Example 1: 1D Diffusion Equation

Problem description and serial Fortran program

We consider the one-dimensional (1D) diffusion equation for $f (x, t)$ in a periodic domain $x \in [- 1, 1],$

$\frac{\partial f}{\partial t} = D \frac{\partial^{2} f}{\partial x^{2}}$ ,

where $D$ is the diffusion coefficient. Finite differentiations of derivatives yield the expression,

$\frac{f_{i}^{n + 1} - f_{i}^{n}}{Δt} = D \frac{f_{i + 1}^{n} - 2 f_{i}^{n} + f_{i - 1}^{n}}{{(Δx)}^{2}}$ .

$Δt$ is the time step and $Δx$ is the grid spacing. Space and time are discretized by $t_{n} = n Δt + t_{0}, x_{i} = i Δx + x_{0}$ , where $t_{0}$ and $x_{0}$ are the origins (nothing depends on them). $f_{i}^{n}$ denotes the value of $f$ on the grid $i$ at the time step $n$ . By solving the equation for $f_{i}^{n + 1}$ , we obtain

$f_{i}^{n + 1} = f_{i}^{n} + \frac{D Δt}{{(Δx)}^{2}} (f_{i + 1}^{n} - 2 f_{i}^{n} + f_{i - 1}^{n})$ .
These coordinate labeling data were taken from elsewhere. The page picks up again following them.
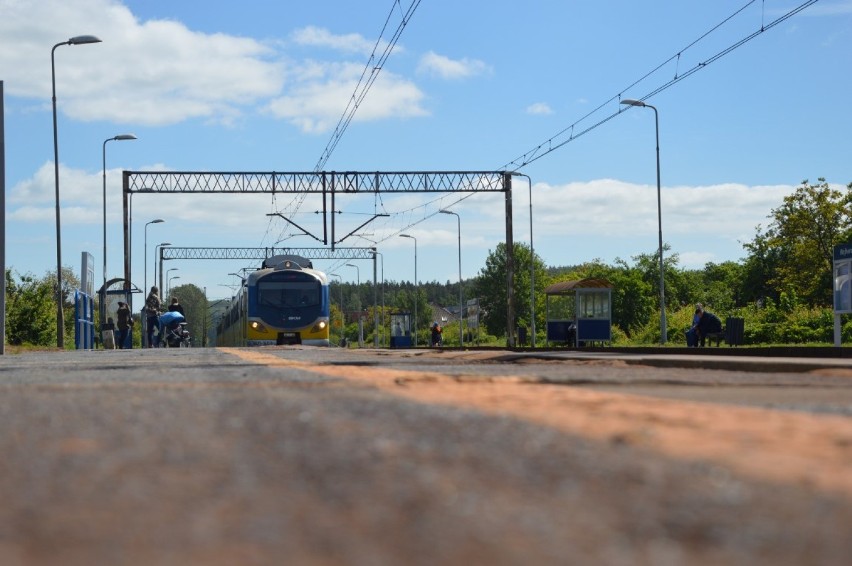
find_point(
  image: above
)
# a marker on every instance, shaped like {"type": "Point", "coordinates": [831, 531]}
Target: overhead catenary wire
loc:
{"type": "Point", "coordinates": [374, 65]}
{"type": "Point", "coordinates": [574, 130]}
{"type": "Point", "coordinates": [580, 127]}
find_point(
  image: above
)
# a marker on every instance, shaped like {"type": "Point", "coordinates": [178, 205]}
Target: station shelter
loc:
{"type": "Point", "coordinates": [579, 312]}
{"type": "Point", "coordinates": [401, 330]}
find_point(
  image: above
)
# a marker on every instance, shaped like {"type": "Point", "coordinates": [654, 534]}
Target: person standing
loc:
{"type": "Point", "coordinates": [175, 306]}
{"type": "Point", "coordinates": [437, 340]}
{"type": "Point", "coordinates": [152, 315]}
{"type": "Point", "coordinates": [692, 333]}
{"type": "Point", "coordinates": [125, 321]}
{"type": "Point", "coordinates": [707, 323]}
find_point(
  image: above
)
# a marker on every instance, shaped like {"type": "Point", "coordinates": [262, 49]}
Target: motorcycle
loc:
{"type": "Point", "coordinates": [177, 336]}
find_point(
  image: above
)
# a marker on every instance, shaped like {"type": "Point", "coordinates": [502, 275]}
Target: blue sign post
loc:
{"type": "Point", "coordinates": [842, 286]}
{"type": "Point", "coordinates": [84, 321]}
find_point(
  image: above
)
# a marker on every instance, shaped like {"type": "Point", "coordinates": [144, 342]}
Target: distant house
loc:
{"type": "Point", "coordinates": [443, 315]}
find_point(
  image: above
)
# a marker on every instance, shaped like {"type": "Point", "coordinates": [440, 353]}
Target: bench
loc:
{"type": "Point", "coordinates": [731, 333]}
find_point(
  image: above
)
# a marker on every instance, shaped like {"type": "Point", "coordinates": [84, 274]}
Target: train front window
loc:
{"type": "Point", "coordinates": [289, 293]}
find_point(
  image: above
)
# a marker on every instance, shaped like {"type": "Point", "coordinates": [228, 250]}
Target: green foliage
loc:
{"type": "Point", "coordinates": [795, 253]}
{"type": "Point", "coordinates": [30, 310]}
{"type": "Point", "coordinates": [490, 288]}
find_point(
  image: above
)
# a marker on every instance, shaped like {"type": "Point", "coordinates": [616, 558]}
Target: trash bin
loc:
{"type": "Point", "coordinates": [734, 330]}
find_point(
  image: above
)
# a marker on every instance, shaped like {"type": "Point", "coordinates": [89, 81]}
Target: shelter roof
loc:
{"type": "Point", "coordinates": [564, 287]}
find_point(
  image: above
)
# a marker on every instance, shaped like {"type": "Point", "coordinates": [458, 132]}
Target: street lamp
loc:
{"type": "Point", "coordinates": [461, 301]}
{"type": "Point", "coordinates": [145, 254]}
{"type": "Point", "coordinates": [379, 327]}
{"type": "Point", "coordinates": [160, 285]}
{"type": "Point", "coordinates": [120, 137]}
{"type": "Point", "coordinates": [532, 266]}
{"type": "Point", "coordinates": [360, 318]}
{"type": "Point", "coordinates": [416, 287]}
{"type": "Point", "coordinates": [342, 315]}
{"type": "Point", "coordinates": [60, 317]}
{"type": "Point", "coordinates": [632, 102]}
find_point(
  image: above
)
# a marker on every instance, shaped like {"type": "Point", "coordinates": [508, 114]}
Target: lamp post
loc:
{"type": "Point", "coordinates": [632, 102]}
{"type": "Point", "coordinates": [60, 317]}
{"type": "Point", "coordinates": [416, 286]}
{"type": "Point", "coordinates": [160, 246]}
{"type": "Point", "coordinates": [120, 137]}
{"type": "Point", "coordinates": [145, 254]}
{"type": "Point", "coordinates": [461, 301]}
{"type": "Point", "coordinates": [379, 327]}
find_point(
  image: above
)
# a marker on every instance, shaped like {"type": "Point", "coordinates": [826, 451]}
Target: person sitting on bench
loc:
{"type": "Point", "coordinates": [708, 323]}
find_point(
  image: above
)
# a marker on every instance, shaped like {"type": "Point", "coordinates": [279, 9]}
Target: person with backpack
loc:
{"type": "Point", "coordinates": [152, 316]}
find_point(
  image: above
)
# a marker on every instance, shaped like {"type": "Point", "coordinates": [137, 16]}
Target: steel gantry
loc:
{"type": "Point", "coordinates": [330, 185]}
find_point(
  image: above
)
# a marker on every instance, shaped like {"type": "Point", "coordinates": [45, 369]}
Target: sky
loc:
{"type": "Point", "coordinates": [478, 85]}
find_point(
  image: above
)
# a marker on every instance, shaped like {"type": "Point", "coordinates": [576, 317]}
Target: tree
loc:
{"type": "Point", "coordinates": [30, 310]}
{"type": "Point", "coordinates": [490, 288]}
{"type": "Point", "coordinates": [801, 238]}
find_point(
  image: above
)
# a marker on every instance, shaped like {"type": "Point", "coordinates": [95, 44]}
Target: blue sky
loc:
{"type": "Point", "coordinates": [474, 85]}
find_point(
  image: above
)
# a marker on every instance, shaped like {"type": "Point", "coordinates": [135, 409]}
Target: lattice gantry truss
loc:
{"type": "Point", "coordinates": [328, 184]}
The expression means that we can calculate $f$ at the next time step $n + 1$ from $f$ at the current time step $n$ . This finite difference solution of the 1D diffusion equation is coded by Fortran 90 as follows. (If the source code is not shown, please refer this sample code.)

Grid arrangement in the program is shown in Fig. 1. The domain size $L$ is given by LENGTH, and the origin of space coordinate is chosen to be $x_{0} = - L / 2 - Δx / 2$ . The number of grids in the domain and outside the domain are NX0 and NBX, respectively, then the total number of grids becomes nx=NX0+2*NBX. The grids outside the domain are used to calculate the value on the boundary grids. To evaluate the value on the boundary grid (1+NBX), two neighboring grids data (NBX and 2+NBX) are required. In this case, NBX=1 is sufficient. Figure 1 shows more general case in which more grids outside the domain are necessary for higher order finite differentiations. In the grid arrangement shown here, periodic boundary condition is imposed by identifying the data on grids (1:NBX) [(NX0+NBX+1:NX0+NBX+NBX)] with those on grids (NX0+1:NX0+NBX) [(NBX+1:NBX+NBX)].

Figure of Grid Arrangement — Figure 1. Grid Arrangement

This program also evaluates the total mass,

$F = \int_{- L / 2}^{L / 2} f d x$ ,

which conserves during time evolution for the periodic boundary case. Conservation of $F$ is one of a measure of correctness of the numerical solution. The following is a standard output of the program,

	    ./diffuse_serial < diffuse.param.in
time =       0.0000, total =       1.0000, difference =       0.0000 [%]
time =       0.1221, total =       1.0000, difference =      -0.0000 [%]
time =       0.2441, total =       1.0000, difference =       0.0000 [%]
time =       0.3662, total =       1.0000, difference =      -0.0000 [%]
time =       0.4883, total =       1.0000, difference =      -0.0000 [%]
time =       0.6104, total =       1.0000, difference =      -0.0001 [%]

"difference [%]" shows the difference of the total mass from the initial value. The solution looks very good! Figure 2 shows time evolution of the solution.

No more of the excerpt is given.